Because of Turkey’s tense relations in the eastern Mediterranean with Israel, Cyprus and Greece, agreements such as these are quite sensitive and raise questions whether they could be the first steps toward a strategic alliance.
A search-and-rescue pact will open the way for air and naval maneuvers in and around Cyprus. Some argue that Cyprus is keen on such an agreement as it explores – much to Turkey’s chagrin and in spite of Ankara’s threats – for gas in its exclusive economic zone.
Netanyahu, during his visit, danced around the question of whether Israel would provide security for the Cypriot gas field, which lies close to Israeli natural-gas deposits.
Israel’s relations with Cyprus, as well as with Greece, sky-rocketed with the sharp deterioration in Israel’s ties with Turkey, although Israeli officials have said the reason for the dramatic change was not only Turkey, but also economic and other mutual interests.

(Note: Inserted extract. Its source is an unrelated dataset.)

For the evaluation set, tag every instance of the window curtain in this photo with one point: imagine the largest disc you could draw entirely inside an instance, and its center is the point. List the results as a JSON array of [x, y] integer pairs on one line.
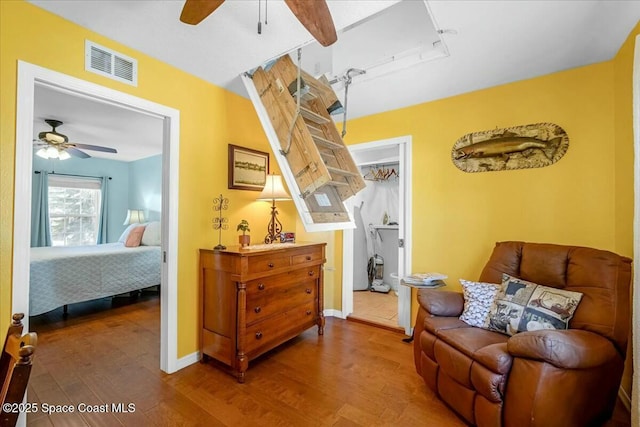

Netanyahu has spoken repeatedly in recent months about a regional alliance that includes Israel, Cyprus, Greece, Romania and Bulgaria.
In addition to meeting Christofias, Liberman – who visited Cyprus last year – is also scheduled to meet Foreign Minister Erato Kozakou-Marcoullis, Industry, Commerce and Tourism Minister Neoklis Sylikiotis, and opposition leader Nicos Anastasiades.
Liberman’s visit comes just 10 weeks before Cyprus takes over the rotating EU presidency on July 1.
Over the last few weeks there have been a number of multi-national maneuvers in the eastern Mediterranean. Israel, the US and Greece held one at the beginning of the month, and France and Cyprus carried out a joint search-and-rescue maneuver in early March.